When I use the optimizer, there is no gradient due to the use of unit8, but I have to use unit8

def apply_relighting_tensor(tensor, alpha, beta):
tensor = tensor * 255.0
new_tensor = tensor.to(torch.uint8)
new_tensor = new_tensor * alpha + beta / 255.0
new_tensor = torch.abs(new_tensor)
new_tensor = new_tensor.to(torch.float32)
new_tensor = new_tensor / 255.0
return new_tensor

I know that this value is normal, but it has no gradient
But when I use floating point numbers, the effect of the generated image is not what I want at all. I don’t know what to do.

def apply_relighting_tensor(tensor, alpha, beta):
tensor_float = tensor * 255.0
new_tensor = tensor_float * alpha + beta

new_tensor = torch.clamp(new_tensor, 0, 255)
new_tensor = new_tensor / 255.0

Since you weren’t able to train the model using the uint8 approach, could it also be possible that the cause of the issue with generated image quality is the result of some other part of your model/training process rather than this particular function.

1 Like

I tried what you said, but in fact the final positioning is at the place I mentioned before. If this problem is solved, the code will also be solved.

Theoretically, I can use CV2 to implement it, but there will be no gradient in training. My process is in the training graph, so I have to use tensor.

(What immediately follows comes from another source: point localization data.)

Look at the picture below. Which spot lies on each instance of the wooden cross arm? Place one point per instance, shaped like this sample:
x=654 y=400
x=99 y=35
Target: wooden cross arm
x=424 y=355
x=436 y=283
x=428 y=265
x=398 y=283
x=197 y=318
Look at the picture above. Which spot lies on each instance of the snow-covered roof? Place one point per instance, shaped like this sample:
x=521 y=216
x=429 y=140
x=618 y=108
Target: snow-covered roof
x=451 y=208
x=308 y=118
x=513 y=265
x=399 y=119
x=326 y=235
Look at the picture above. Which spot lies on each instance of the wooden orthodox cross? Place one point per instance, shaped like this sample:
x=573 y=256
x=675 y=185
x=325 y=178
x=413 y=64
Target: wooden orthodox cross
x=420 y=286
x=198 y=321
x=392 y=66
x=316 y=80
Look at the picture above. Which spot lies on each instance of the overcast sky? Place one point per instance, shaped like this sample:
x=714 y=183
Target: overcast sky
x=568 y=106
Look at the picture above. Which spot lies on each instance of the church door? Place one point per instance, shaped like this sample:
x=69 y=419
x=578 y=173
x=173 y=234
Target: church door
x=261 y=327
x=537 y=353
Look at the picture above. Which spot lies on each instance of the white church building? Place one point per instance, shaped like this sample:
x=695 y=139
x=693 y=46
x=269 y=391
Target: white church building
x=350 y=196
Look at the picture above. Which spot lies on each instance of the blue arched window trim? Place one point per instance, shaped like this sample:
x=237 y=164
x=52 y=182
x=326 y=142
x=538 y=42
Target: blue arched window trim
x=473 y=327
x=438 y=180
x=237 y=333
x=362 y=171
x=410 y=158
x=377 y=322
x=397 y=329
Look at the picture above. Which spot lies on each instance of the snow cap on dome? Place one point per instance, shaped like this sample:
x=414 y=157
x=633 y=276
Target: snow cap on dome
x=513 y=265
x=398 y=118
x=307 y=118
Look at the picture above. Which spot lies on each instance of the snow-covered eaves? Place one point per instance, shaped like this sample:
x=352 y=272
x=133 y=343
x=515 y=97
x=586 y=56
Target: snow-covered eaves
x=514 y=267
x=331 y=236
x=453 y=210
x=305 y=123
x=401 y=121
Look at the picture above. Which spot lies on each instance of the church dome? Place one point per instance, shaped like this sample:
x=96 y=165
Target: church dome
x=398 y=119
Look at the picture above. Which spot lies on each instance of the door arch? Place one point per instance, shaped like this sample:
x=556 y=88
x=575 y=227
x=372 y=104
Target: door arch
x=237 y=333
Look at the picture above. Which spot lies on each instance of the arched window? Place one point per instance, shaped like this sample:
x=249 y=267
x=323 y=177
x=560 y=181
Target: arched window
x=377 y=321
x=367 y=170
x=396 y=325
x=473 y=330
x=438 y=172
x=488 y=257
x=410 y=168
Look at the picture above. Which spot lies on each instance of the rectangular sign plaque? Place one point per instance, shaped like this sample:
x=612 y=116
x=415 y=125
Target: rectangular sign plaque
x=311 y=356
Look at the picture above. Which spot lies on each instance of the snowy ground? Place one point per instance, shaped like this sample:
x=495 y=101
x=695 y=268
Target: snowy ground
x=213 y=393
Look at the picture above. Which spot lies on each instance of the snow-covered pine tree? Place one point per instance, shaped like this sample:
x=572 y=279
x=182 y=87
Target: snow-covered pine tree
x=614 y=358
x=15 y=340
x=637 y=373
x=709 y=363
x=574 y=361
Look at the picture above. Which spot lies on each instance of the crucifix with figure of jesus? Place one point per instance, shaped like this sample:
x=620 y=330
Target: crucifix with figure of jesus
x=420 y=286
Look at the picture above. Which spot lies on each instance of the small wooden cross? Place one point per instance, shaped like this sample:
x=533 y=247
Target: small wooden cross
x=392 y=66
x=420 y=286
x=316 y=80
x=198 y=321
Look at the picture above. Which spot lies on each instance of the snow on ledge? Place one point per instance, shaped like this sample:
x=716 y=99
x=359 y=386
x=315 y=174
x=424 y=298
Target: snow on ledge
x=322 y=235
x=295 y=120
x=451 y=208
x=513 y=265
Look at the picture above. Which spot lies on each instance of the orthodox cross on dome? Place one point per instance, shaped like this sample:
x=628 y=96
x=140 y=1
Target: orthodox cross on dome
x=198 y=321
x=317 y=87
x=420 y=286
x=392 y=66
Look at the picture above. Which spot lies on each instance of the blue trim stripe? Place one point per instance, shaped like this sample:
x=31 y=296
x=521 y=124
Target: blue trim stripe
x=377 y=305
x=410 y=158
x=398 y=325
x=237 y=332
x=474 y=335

But using the actual tensor is not enough and must be converted to unit8, which gives me a headache.

The main issue is that you are using torch.clamp(new_tensor, 0, 255) and this is probably why you are getting very different outputs for int vs float operations. One workaround is using rounding operations.

import torch
import numpy as np

 # your int method
def apply_relighting_tensor_int(tensor, alpha, beta):
    tensor = tensor * 255.0
    new_tensor = tensor.to(torch.uint8)
    new_tensor = new_tensor * alpha + beta / 255.
    new_tensor = torch.abs(new_tensor)
    new_tensor = new_tensor.to(torch.float32)
    new_tensor = new_tensor / 255.0
    return new_tensor

# new float method
def apply_relighting_tensor_float(tensor, alpha, beta):
    tensor_float = tensor * 255.0
    new_tensor = torch.round(tensor_float * alpha + beta, decimals=1)
    new_tensor = new_tensor / 255.0
    return torch.round(new_tensor, decimals=1)

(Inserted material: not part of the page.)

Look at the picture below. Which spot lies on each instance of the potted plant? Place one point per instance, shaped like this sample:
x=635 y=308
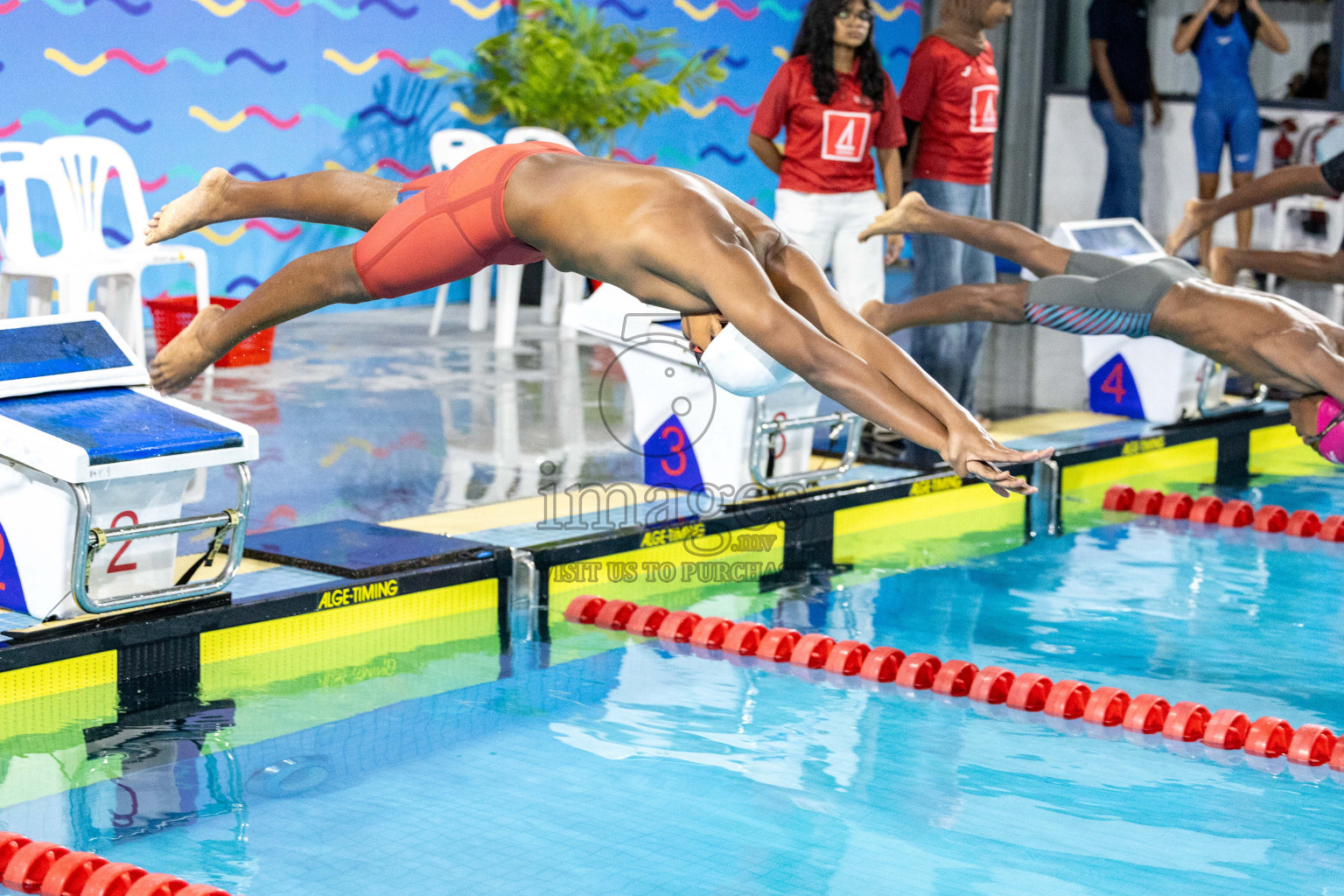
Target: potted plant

if __name__ == "__main__":
    image_tensor = torch.rand(1, 3, 64, 64)
    # random alpha and beta
    alpha = 2.5
    beta = 0.1

    # apply functions
    int_tensor = apply_relighting_tensor_int(image_tensor, alpha=alpha, beta=beta)
    float_tensor = apply_relighting_tensor_float(image_tensor, alpha=alpha, beta=beta)

    # check stats
    print(f"INT VS FLOAT MAX: {int_tensor.max()} vs {float_tensor.max()}")
    print(f"INT VS FLOAT MIN: {int_tensor.min()} vs {float_tensor.min()}")
    print(f"INT VS FLOAT MEAN: {int_tensor.mean()} vs {float_tensor.mean()}")
    print(f"INT VS FLOAT STD: {int_tensor.std()} vs {float_tensor.std()}")

Though it’s not exactly giving the int8 outputs, the stats show that the float method is almost same as the int method.

INT VS FLOAT MAX: 2.4901974201202393 vs 2.5
INT VS FLOAT MIN: 1.537870048196055e-06 vs 0.0
INT VS FLOAT MEAN: 1.2464064359664917 vs 1.2522379159927368
INT VS FLOAT STD: 0.7196686863899231 vs 0.7208324670791626

This apply_relighting_tensor_float method shouldn’t have any issues with the gradient flow.

1 Like

Thank you very much for your reply. The round operation may affect the gradient.
Since the round operation is not differentiable or has zero gradient at most points, if rounding is used in the neural network or optimization process:

Gradient blocking: This operation causes the gradient on the relevant path to be zero, thereby blocking the gradient flow. This may cause the model to be unable to learn effectively.
Optimization difficulties: Using non-differentiable operations such as round makes the optimization process more difficult because the gradient information is lost or inaccurate.

The image after apply will be sent to the detector for detection, so I can’t let it break the gradient. I’ll try it first. If it still doesn’t work, I’ll come back and tell you.

This is done using the apply_relighting_tensor_float method, which currently does not display properly.


The following is done with unit8, it shows correctly, I tried many ways but still can’t do it

Please help me! because this is significant!